I get THIS because I am sober. It really is that simple for me. Getting sober was instrumental in getting everything else that I have right now: I get to live here, where I am, with hot weather, and trees, and water, and sun. I get to live on an ocean. I get my boyfriend–friend, partner, someone who saw me through the horrible times, when I had zero idea that I even needed to be seen through. I get a blossoming freelance career–a second chance, in a way. I get to work a low-wage, part-time job, which is gloriously easy (showing up and just getting paid to exist isn’t as bad as I remember it being)–I get to work to live, and I get to appreciate this now. I know it won’t last forever, but it’s good for now. This is really good for now, I see.

That. What was that, that I was living? Just two years ago, I was, as Belle put it, living in a sewer. I was drinking constantly–I mean, I don’t think I truly sobered up for weeks if not months at a time, toward the end–and I had nothing that I have now. Worse, I didn’t believe I could have it–an actual freelance career, a boyfriend/partner, the ability to juggle a low-wage job and my overachiever’s mentality. The chance, every day, to plan exactly how I want to live it.

And, the best part is, I earned “this.” I have never been able to say, unequivocally, that I earned something. I must have, right? I’ve always thought of myself as a fraud–no matter how hard I thought I was working, I was still cutting corners.

With sobriety, I know I earned it. And, I’m really proud–like, all the time, every day. In fact, I feel pride for the first time in a long time. And, maybe it’s this sense of constant pride, day in and day out, that remaining in continuous sobriety brings? It builds, too, and you just keep feeling more and more pride, or constancy, or something like wholeness; it’s like, it settles into your bones and you finally start to believe that this isn’t a fluke, that you have the right to be proud again, to be whole, to exist.

Life is just starting to get easier, and introducing a desire to “fix” anything–a mood, a thought, a fight, whatever–with wine will complicate the “savannah of my mind.”

My relationships are better because I am learning how to have them as a self-respecting person, you know? I guess I was always acting, always trying to please–that made relating to the opposite sex, especially shady men who were more than willing to take advantage of that lack of self-awareness, particularly bad for me. And, I am learning to let go of things that don’t serve me–like, worrying about whether or not my brother’s girlfriend likes me anymore.

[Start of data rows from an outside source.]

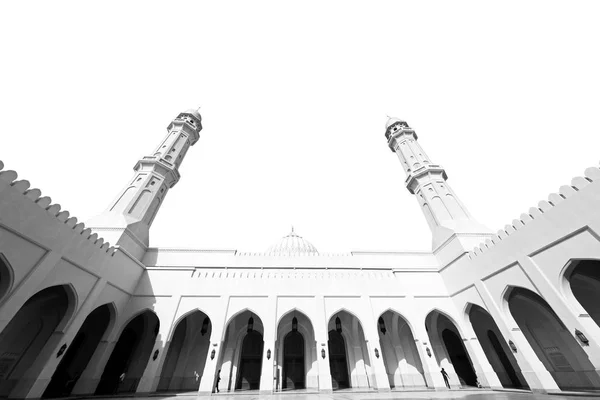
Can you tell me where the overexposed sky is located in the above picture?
[0,1,600,252]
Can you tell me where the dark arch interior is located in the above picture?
[0,253,12,300]
[469,305,528,388]
[508,288,596,390]
[96,311,159,394]
[42,304,110,397]
[442,329,477,386]
[569,260,600,326]
[0,286,69,397]
[328,330,350,390]
[235,330,264,390]
[282,331,306,389]
[157,311,211,391]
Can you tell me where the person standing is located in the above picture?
[215,370,221,393]
[441,368,450,389]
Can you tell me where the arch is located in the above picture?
[506,288,600,390]
[425,308,477,386]
[275,307,313,326]
[281,331,306,389]
[100,301,119,341]
[221,308,264,340]
[96,310,160,395]
[377,307,414,332]
[51,283,79,333]
[0,285,74,397]
[327,309,372,389]
[235,330,264,390]
[167,307,212,341]
[561,259,600,326]
[275,308,319,390]
[213,308,264,391]
[42,304,111,397]
[157,309,212,391]
[377,309,427,388]
[0,253,14,304]
[467,303,528,388]
[327,307,362,326]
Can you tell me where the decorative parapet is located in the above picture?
[468,163,600,259]
[0,161,117,256]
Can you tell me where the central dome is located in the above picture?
[267,228,319,256]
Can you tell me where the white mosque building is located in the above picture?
[0,110,600,398]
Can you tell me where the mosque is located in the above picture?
[0,110,600,398]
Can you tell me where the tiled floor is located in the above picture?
[86,389,600,400]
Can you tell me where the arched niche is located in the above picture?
[275,310,319,390]
[467,304,529,389]
[96,310,160,395]
[506,287,600,390]
[157,310,212,391]
[0,285,76,397]
[217,309,264,391]
[425,310,477,387]
[42,304,115,398]
[327,310,372,390]
[377,310,427,388]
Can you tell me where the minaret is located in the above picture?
[86,110,202,259]
[385,118,490,249]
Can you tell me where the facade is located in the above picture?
[0,110,600,398]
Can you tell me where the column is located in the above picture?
[198,322,226,396]
[260,296,277,394]
[71,340,117,395]
[312,295,333,393]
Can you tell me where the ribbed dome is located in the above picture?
[267,228,319,256]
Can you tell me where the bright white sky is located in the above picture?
[0,1,600,252]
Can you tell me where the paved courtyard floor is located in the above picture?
[86,389,600,400]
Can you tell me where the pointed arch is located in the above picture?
[275,307,314,326]
[42,303,112,398]
[327,307,362,325]
[0,285,76,397]
[377,307,414,332]
[166,307,212,342]
[506,288,600,390]
[467,303,528,388]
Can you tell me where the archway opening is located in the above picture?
[282,331,306,390]
[235,331,264,390]
[508,288,600,390]
[569,260,600,326]
[328,330,350,390]
[42,304,111,397]
[275,310,319,390]
[328,311,372,390]
[0,253,13,301]
[157,311,212,391]
[469,304,529,388]
[215,310,264,392]
[425,311,477,387]
[0,286,74,397]
[377,311,427,388]
[96,310,159,395]
[442,329,477,386]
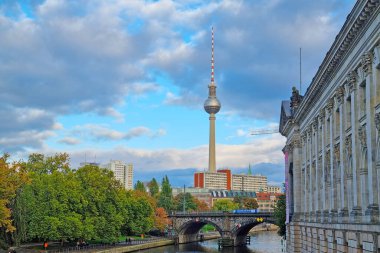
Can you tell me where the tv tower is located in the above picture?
[204,27,221,172]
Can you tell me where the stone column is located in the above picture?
[358,126,368,213]
[302,133,308,219]
[327,99,337,221]
[291,130,302,220]
[313,118,320,213]
[375,112,380,216]
[361,52,379,221]
[347,71,362,222]
[342,136,354,212]
[307,124,314,221]
[336,87,351,221]
[319,109,327,221]
[333,143,341,214]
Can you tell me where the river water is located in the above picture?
[139,231,282,253]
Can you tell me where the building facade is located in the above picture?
[256,192,284,212]
[194,169,268,192]
[103,160,133,190]
[266,185,282,193]
[280,0,380,252]
[232,174,268,192]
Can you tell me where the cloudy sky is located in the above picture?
[0,0,354,186]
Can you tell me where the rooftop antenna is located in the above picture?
[300,47,302,95]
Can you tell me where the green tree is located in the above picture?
[135,180,146,192]
[213,199,239,211]
[148,178,160,197]
[274,195,286,236]
[158,175,173,212]
[123,191,155,235]
[174,192,197,211]
[0,154,29,247]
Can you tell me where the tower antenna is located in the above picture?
[211,27,214,84]
[204,27,221,172]
[300,47,302,95]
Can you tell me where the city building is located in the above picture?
[194,169,268,192]
[194,170,232,190]
[279,0,380,252]
[172,187,212,207]
[79,162,100,167]
[210,190,256,207]
[256,192,284,212]
[265,185,282,193]
[103,160,133,190]
[232,174,268,192]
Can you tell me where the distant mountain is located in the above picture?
[134,163,285,187]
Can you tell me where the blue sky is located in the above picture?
[0,0,354,186]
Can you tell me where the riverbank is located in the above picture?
[92,239,174,253]
[92,232,220,253]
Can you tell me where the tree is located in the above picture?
[154,207,169,232]
[158,175,173,212]
[148,178,160,197]
[135,180,146,192]
[274,195,286,236]
[123,191,155,235]
[174,192,197,211]
[0,154,29,244]
[213,199,239,211]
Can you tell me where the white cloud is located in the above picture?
[58,137,81,145]
[71,124,166,141]
[0,0,353,150]
[63,135,285,171]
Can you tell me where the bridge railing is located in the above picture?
[169,211,273,216]
[170,211,224,215]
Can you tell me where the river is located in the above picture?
[139,231,282,253]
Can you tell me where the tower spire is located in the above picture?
[211,27,214,84]
[204,27,221,172]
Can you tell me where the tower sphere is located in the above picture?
[204,97,221,114]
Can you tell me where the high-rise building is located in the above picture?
[103,160,133,190]
[204,28,221,173]
[266,185,282,193]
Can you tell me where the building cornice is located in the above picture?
[294,0,380,121]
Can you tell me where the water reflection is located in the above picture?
[139,232,281,253]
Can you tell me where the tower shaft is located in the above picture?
[208,113,216,172]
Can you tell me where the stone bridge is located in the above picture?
[169,212,274,246]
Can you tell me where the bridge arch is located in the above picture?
[177,219,223,243]
[231,218,274,245]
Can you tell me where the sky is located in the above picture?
[0,0,355,184]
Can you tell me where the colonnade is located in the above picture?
[287,47,380,222]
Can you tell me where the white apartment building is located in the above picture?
[103,160,133,190]
[266,185,282,193]
[232,174,268,192]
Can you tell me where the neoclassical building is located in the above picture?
[280,0,380,253]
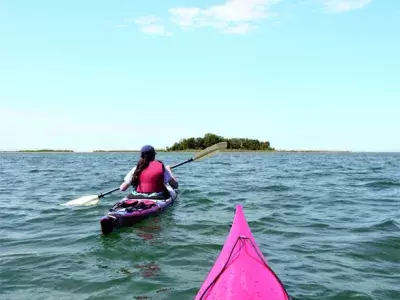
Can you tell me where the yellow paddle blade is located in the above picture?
[193,142,228,160]
[63,195,100,206]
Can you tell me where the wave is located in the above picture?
[364,180,400,188]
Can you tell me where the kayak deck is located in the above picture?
[100,188,178,235]
[195,205,290,300]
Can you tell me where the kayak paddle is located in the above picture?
[63,142,228,206]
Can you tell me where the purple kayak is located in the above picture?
[100,188,178,235]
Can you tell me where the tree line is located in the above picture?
[167,133,275,151]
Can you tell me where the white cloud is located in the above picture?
[169,0,280,34]
[140,25,165,34]
[322,0,372,13]
[134,16,158,26]
[124,16,172,36]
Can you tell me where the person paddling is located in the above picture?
[120,145,179,198]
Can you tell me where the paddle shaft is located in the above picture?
[171,158,193,169]
[99,187,119,198]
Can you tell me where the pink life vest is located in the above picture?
[136,160,165,194]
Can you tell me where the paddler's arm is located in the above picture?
[165,166,179,189]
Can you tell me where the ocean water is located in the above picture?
[0,152,400,300]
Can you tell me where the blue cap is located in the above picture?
[140,145,156,153]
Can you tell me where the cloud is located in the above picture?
[322,0,372,13]
[124,16,172,36]
[169,0,280,34]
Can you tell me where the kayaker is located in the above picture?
[120,145,178,197]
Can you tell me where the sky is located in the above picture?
[0,0,400,151]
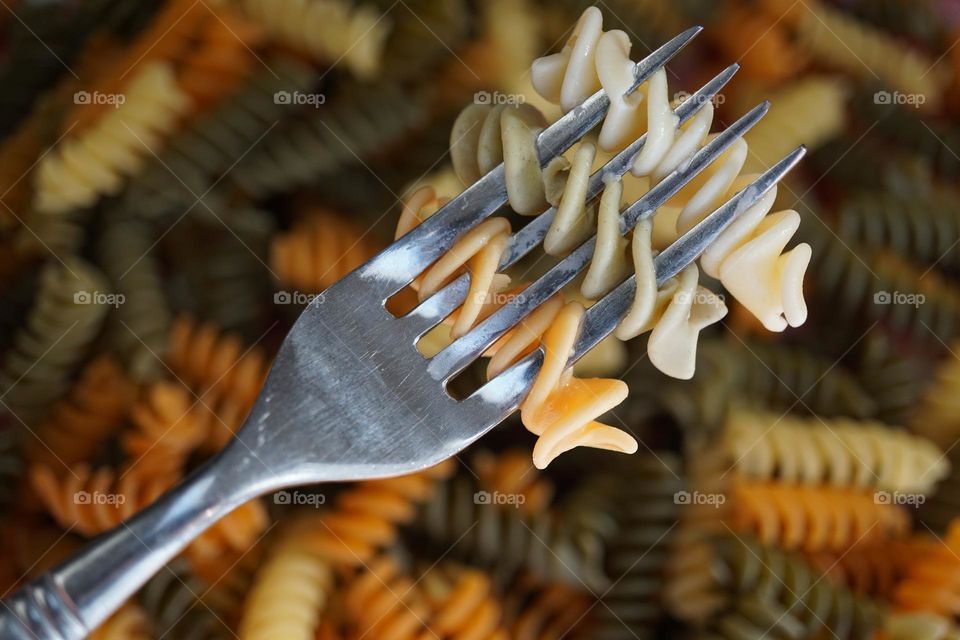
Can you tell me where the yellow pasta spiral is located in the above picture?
[237,0,390,78]
[34,62,190,214]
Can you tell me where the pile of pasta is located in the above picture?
[0,0,960,640]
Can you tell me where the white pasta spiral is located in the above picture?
[34,62,190,213]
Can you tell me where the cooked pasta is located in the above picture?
[0,257,110,425]
[30,464,179,536]
[34,62,190,214]
[270,209,379,293]
[99,220,173,382]
[710,535,881,640]
[25,356,135,465]
[90,603,152,640]
[237,0,390,79]
[344,555,428,640]
[724,410,950,494]
[744,76,849,171]
[730,482,910,552]
[423,565,508,640]
[768,0,949,109]
[237,516,333,640]
[893,521,960,618]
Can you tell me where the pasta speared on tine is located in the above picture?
[396,8,810,468]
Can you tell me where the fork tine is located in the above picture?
[402,64,740,332]
[427,101,770,380]
[463,146,806,422]
[570,145,807,364]
[344,27,703,302]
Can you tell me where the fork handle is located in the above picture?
[0,446,263,640]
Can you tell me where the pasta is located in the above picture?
[270,210,379,293]
[893,521,960,618]
[25,357,135,465]
[768,0,948,109]
[237,0,390,79]
[724,411,950,493]
[30,464,179,537]
[90,603,151,640]
[238,518,333,640]
[34,62,190,214]
[730,482,910,552]
[0,257,109,425]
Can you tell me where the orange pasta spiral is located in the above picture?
[30,464,179,536]
[89,602,152,640]
[26,357,135,465]
[893,520,960,617]
[313,461,453,566]
[167,316,269,451]
[344,556,430,640]
[123,382,210,473]
[270,209,380,293]
[423,566,509,640]
[730,482,910,552]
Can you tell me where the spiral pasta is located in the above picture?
[30,464,179,536]
[237,0,390,79]
[0,256,110,425]
[90,603,151,640]
[26,357,135,465]
[270,210,379,293]
[167,316,268,450]
[767,0,949,109]
[730,482,910,552]
[238,517,333,640]
[893,520,960,618]
[34,62,190,214]
[725,410,950,493]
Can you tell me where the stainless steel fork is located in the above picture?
[0,27,804,640]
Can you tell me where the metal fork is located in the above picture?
[0,27,804,640]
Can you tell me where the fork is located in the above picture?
[0,27,805,640]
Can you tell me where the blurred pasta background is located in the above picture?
[0,0,960,640]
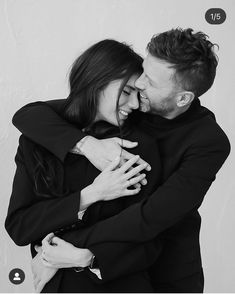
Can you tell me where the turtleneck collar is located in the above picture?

I see just how much I value my new self in being sober, in the very way that they (people from my drinking past, I suppose) are trying to relate to the old me. That old me? She’s gone. I’m here now. Relating to people who haven’t changed, or who can’t or won’t understand a new you–it becomes impossible. Either they adjust to the new you–to some, she is probably jarringly unfamiliar–or they don’t.

Anyway, I get this, and not that. And I earned it. And this is why drinking again–even for “fun”–might never be in my cards. What good, what “better” could it bring? The thing is, I needed almost two years of abstinence–and one full year of continuous sobriety–to get to this point, a point that I never imagined existed let alone believed I could reach. Slow learner? Maybe. Do I want to put in that kind of work again? Nope.